TRANSPOSITIONS: 257 follows 259; 262-63 follow 265; 339 and 340 are not transposed; 388 and 390 are transposed, appearing as <394> and <392>; 412-413 follow 423; 546-47 follow 550; 579-84 follow 590; 1638-42 follow 1663. P/N do not adopt Willink’s suggested transpositions at 1600ff.

ATTRIBUTION OF LINES: Lines 960-64, 971-75, and 982-1012 are given to Electra; 965-70 and 976-81 to the chorus. Lines 1263-64 seem to be split between Electra and the Chorus. Lines 1297-98 are given to Electra; 1289-90, 1299-1300, and 1302ff. are given to the chorus.

SOME UNFORTUNATE OR INCORRECT RENDERINGS: “toiling men” (<181>); “black oracle” (<194>—μέλεον suggesting μέλαν, or free invention?); “You say you won’t, but in your mind …” (<251>); “this gruesome agony” (<338>); “grown in the beds of the gods” (<352>); “pain” (<402>—scarcely more clear than Orestes’ earlier description of his ailment); “Do I need witnesses” (<540-41>); <553-54>; <556-58> and <574-75> (where the contrast ὅσιος is lost and the ring composition obscured); <659> (where some reference is needed to the “duplicity” of Menelaus’ pacing mirroring that of his thoughts); “not able to count on the friends I left behind” (<723>); “patriotic when it suits him” (<945>); “… see how fate presses / steadily against your hopes” (<1018-19>); “the corpse of Myrtilos” (<1037>); “flesh feast” (<1055>—inspired by Tony Harrison’s Oresteia ?); “to the throne” (<1487>); “latrines” (<1500>).

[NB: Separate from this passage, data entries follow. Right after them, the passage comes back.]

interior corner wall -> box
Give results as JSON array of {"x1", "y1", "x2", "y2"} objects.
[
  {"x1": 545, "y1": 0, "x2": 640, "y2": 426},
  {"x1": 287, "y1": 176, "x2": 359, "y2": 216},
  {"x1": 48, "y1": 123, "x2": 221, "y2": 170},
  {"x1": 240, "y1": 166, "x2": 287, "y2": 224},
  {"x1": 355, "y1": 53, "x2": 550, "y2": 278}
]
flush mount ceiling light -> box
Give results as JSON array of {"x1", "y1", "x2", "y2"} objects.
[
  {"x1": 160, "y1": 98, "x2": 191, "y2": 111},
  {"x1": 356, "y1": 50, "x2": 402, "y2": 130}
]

  • [1] In Vellacott’s Penguin translation Or appears with Hcld, Andr, Su, Phoen, and IA; in Grene and Lattimore, with Su, IA, and Rh. To my knowledge, Or is not included in any of the popular English language anthologies. [2] P/N, pp. 8-9, citing M. L. West, ed., Euripides Orestes [Warminster, 1987], p. 28. (This comment by West seems to be the basis of the unsubstantiated statement on p. 18 [echoed on the back cover] that Or.“was performed more often than any tragedy in the ancient world”.) [3] The recent publication of Diggle’s OCT adds to the difficulty of evaluating P/N. Whereas P/N tend to defer to Willink, Diggle often does not. (At 811, for instance, Diggle reads πάλιν παλαιᾶς.) To avoid confusion, I have omitted consideration of Diggle’s text from my discussion.